Going to tackle a few points from the last couple of pages –

The easiest fix for people worried about separating the players at a GW event is tiebreakers.
Result points (10 for win, 5 for draw etc etc) > Total secondaries points > Points destroyed > Total points scored > Least list points lost over the evert > Most max wins etc etc etc. Alternatively you add in a “win scale” as well, so a major win scores more points than a close, minor win which gives points to both players in addition to the tiebreakers.

For me, Sportsmanship should be a separate award, with maybe an overall “Event Shining Star” heading, or something. I would refrain from calling it the “Tournament Champion” though to ensure it is recognised as the “above and beyond” category, and not mixed up with Champion being the best General. All events that I’ve been to that have had painting and sportsmanship awards have handled them as individual awards with the exception of GW events, and it has worked fantastically.
What I will add however, is that sportsmanship votes SHOULD have an impact on the event whilst it is “in play”. Each round should have a sportsmanship vote submitted with the score, with follow up for reported bad sportsmanship. If it happens more than once, a Judge should keep an eye on their next game just in case, but, also to ensure those reporting the “bad” games aren’t doing so out of joint spite. (Yes, there is a chance it will happen, and it also requires the TOs to be 100% impartial – which is another challenge).

As for oversimplifying ITC, I think people do, and have been, but, I feel like some people have also been also been overly compensating for the ITC in their attempts to defend it and provide a balanced argument.
There is no denying that your list building skills have more of an impact on ITC games, than EW or MoW missions, especially in a non “shark tank” event, where you understand ITC and a good chunk of the other attendees do not. The main issue people have is that you can build a list that is really difficult to score secondaries against, whilst also going into the event with a clear idea of which secondaries you are going to pick 9 times out of 10. For example, I can build a list with a playstyle in mind, knowing that, I could easily score recon, behind enemy lines and butchers bill every turn, whilst also having a list that forces my opponent to pick secondaries they either won’t max out, or to switch and throw them off their game. Being able to react here is a skill, but, it has far too big of an impact on the game. More so than the actual mission you are meant to be playing. Playing the actual mission should be the focus, not playing to deny your opponent secondary points whilst killing at least 1 unit and sitting on at least 1 objective.
This also applies to the GW missions; however, I have found that the way you subsequently play makes more of a difference in the GW missions than it does in the ITC missions. You can certainly tailor your list in the GW missions to cover a lot of the bases, but, at the end of the day, both you and your opponent are fighting for the same mission objectives, so, you are a lot more susceptible to mistakes, good counter plays and bad matchups.
Bad matchups should be allowed to happen – it shouldn’t mean that you cannot win though, and I feel like GW missions allow enough of a swing to allow the underdog to win, more so than ITC does.

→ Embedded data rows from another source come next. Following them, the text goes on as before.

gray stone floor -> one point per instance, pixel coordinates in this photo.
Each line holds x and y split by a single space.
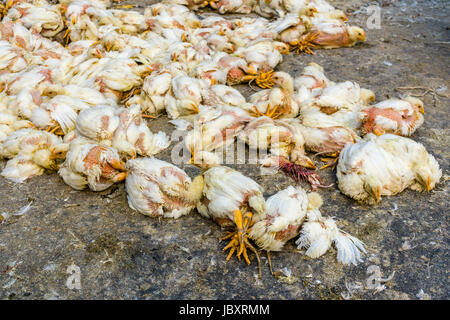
122 254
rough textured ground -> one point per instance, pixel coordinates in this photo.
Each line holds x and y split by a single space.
125 255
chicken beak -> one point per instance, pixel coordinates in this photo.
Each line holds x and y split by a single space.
428 184
377 194
121 176
195 108
248 77
251 70
118 165
306 163
378 131
363 37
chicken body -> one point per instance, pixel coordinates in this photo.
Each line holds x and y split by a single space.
395 116
385 166
157 188
89 164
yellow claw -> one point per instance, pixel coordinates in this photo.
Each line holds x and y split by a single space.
428 184
121 176
265 80
50 130
305 44
195 108
377 193
378 131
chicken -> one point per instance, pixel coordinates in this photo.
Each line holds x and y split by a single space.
186 96
222 95
279 137
344 95
122 128
328 34
313 80
59 112
235 6
232 199
215 128
89 164
384 166
43 18
319 233
285 213
277 102
395 116
157 188
31 152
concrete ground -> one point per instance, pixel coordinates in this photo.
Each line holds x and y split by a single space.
121 254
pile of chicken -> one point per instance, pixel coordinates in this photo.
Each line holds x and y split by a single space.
78 80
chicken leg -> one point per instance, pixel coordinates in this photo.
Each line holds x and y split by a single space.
239 239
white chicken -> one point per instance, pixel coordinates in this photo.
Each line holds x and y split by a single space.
232 199
279 137
285 212
318 234
122 128
277 102
395 116
384 166
159 189
31 152
89 164
215 128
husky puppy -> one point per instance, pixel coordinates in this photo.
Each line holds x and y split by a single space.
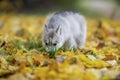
64 28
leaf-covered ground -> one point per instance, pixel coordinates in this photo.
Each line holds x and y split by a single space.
22 56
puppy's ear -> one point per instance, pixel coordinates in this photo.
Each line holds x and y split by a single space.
46 28
59 30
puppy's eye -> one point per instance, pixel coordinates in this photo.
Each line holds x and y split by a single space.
55 44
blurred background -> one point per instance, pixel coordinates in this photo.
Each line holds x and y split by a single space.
90 8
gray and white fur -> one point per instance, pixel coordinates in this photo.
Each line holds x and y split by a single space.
64 28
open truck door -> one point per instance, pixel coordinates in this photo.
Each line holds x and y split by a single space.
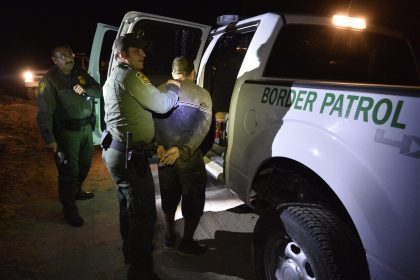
170 38
100 55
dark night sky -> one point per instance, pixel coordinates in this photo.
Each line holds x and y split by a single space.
29 31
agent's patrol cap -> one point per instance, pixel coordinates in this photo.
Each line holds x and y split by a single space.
134 40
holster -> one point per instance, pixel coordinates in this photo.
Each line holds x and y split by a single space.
139 159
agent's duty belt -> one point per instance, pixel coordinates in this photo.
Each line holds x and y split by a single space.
108 142
76 124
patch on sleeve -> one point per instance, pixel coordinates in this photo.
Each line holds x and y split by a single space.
82 81
143 78
42 86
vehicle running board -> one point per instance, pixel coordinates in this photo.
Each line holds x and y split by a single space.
214 167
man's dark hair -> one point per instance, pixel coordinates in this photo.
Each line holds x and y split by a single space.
182 66
59 46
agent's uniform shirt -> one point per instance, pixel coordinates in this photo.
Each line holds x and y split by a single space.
57 100
129 99
187 125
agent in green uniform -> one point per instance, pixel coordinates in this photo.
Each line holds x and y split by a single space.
129 99
65 119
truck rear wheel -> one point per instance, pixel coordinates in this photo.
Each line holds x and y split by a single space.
305 242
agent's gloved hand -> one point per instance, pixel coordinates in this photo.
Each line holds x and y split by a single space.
170 156
79 89
173 86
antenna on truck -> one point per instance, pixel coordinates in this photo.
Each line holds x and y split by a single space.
226 19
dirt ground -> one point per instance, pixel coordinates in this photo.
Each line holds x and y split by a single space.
36 242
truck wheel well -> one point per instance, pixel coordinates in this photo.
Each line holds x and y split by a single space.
284 181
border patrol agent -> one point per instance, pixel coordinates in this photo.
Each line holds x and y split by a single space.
129 99
66 119
182 132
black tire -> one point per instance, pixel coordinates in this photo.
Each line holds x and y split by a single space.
306 242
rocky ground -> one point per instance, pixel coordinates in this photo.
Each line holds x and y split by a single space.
36 243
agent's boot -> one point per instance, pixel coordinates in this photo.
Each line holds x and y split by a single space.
170 236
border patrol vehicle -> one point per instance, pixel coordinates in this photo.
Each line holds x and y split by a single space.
317 129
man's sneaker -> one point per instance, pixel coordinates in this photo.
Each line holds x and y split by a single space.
84 195
191 248
169 242
75 220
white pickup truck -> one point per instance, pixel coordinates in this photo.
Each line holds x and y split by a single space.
320 123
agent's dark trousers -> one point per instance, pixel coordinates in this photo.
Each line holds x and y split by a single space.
136 196
186 179
77 147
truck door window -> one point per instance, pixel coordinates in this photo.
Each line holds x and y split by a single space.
223 66
332 54
168 41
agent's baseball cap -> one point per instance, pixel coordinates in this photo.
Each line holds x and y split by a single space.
134 40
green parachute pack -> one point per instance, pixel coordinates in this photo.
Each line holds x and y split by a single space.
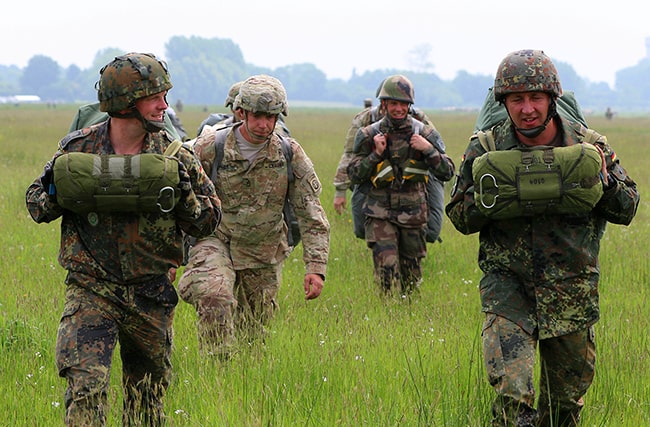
539 180
87 182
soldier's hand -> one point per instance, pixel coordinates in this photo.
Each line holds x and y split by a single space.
185 183
340 204
313 286
379 143
420 143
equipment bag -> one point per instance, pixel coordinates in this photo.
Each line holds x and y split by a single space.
293 230
540 180
148 182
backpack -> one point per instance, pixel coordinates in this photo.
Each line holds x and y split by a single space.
435 199
148 182
293 230
540 180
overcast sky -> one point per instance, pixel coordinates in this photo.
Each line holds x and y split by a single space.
597 37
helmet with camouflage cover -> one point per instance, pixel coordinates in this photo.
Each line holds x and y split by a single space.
232 94
128 78
398 88
262 94
526 71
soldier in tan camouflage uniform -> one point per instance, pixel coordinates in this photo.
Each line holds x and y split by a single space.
221 120
395 157
232 278
117 260
342 181
540 272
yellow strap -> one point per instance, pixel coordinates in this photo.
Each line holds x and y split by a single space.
173 148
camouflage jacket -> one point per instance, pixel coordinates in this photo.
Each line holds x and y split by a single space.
124 248
252 197
364 118
404 201
542 272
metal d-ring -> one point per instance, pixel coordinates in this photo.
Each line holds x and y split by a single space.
480 190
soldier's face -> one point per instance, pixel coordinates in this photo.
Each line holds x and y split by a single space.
153 107
528 109
396 109
259 126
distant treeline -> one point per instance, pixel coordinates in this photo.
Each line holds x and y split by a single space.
203 70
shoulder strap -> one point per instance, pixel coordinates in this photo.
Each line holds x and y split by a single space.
220 142
173 148
591 136
486 138
288 154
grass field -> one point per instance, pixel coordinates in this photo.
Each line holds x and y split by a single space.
349 358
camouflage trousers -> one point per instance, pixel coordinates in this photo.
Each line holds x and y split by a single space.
231 305
567 371
397 254
96 316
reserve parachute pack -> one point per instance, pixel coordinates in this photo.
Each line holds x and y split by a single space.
293 230
538 180
108 183
435 190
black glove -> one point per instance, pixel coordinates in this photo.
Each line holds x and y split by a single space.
185 183
47 178
189 205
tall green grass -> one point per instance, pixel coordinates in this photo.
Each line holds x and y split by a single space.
349 358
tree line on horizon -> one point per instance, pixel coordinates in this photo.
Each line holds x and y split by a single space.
203 70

List building is a skill any player than wants to “rise to the top” requires to learn, and it should stay that way, however, imo and in others opinions, ITC is weighted far too much towards list building, rather than “in game” decisions. I personally think the best example of how this should work is Sean Nayden. His lists are always completely different to the rest of the ITC meta, yet he always does extremely well. This is mainly down to his ability to make decisions in game and strategize. Even in bad matchups there is a way to potentially win. I think a lot of people will see that happening more and more if GW missions became the norm.

Using the example of the military pre-planning is a bit touch-and-go imo. Yes, they plan everything to the best of their abilities, but, you can’t plan for what your opponent is always going to do when on a particular mission. Before the actual start, they know their mission objectives and setup plans to achieve them in the best possible ways. To me, that is exactly the same as preparing for a GW Eternal War mission. You know the mission objective which you -NEED- to achieve, you then build your list to achieve it. (as often as possible over the course of an event). ITC however does not prioritise the actual mission, instead, it gives the players the ability to just do whatever mission they want to, usually, without consequence.
Maybe the solution to this is to cap each secondary at 2 or 3 points, remove the “hold and kill more” bits and add a massive weight to the actual mission “bonus” score. (the fact that the mission is just a “bonus point” adds weight to the argument that it is basically worthless)
   
Made in gb
Stubborn White Lion




Karol wrote:
I never mentioned painting. I mentioned sportsmanship because you're still playing against another human, and you should be rewarded for being a pleasant opponent.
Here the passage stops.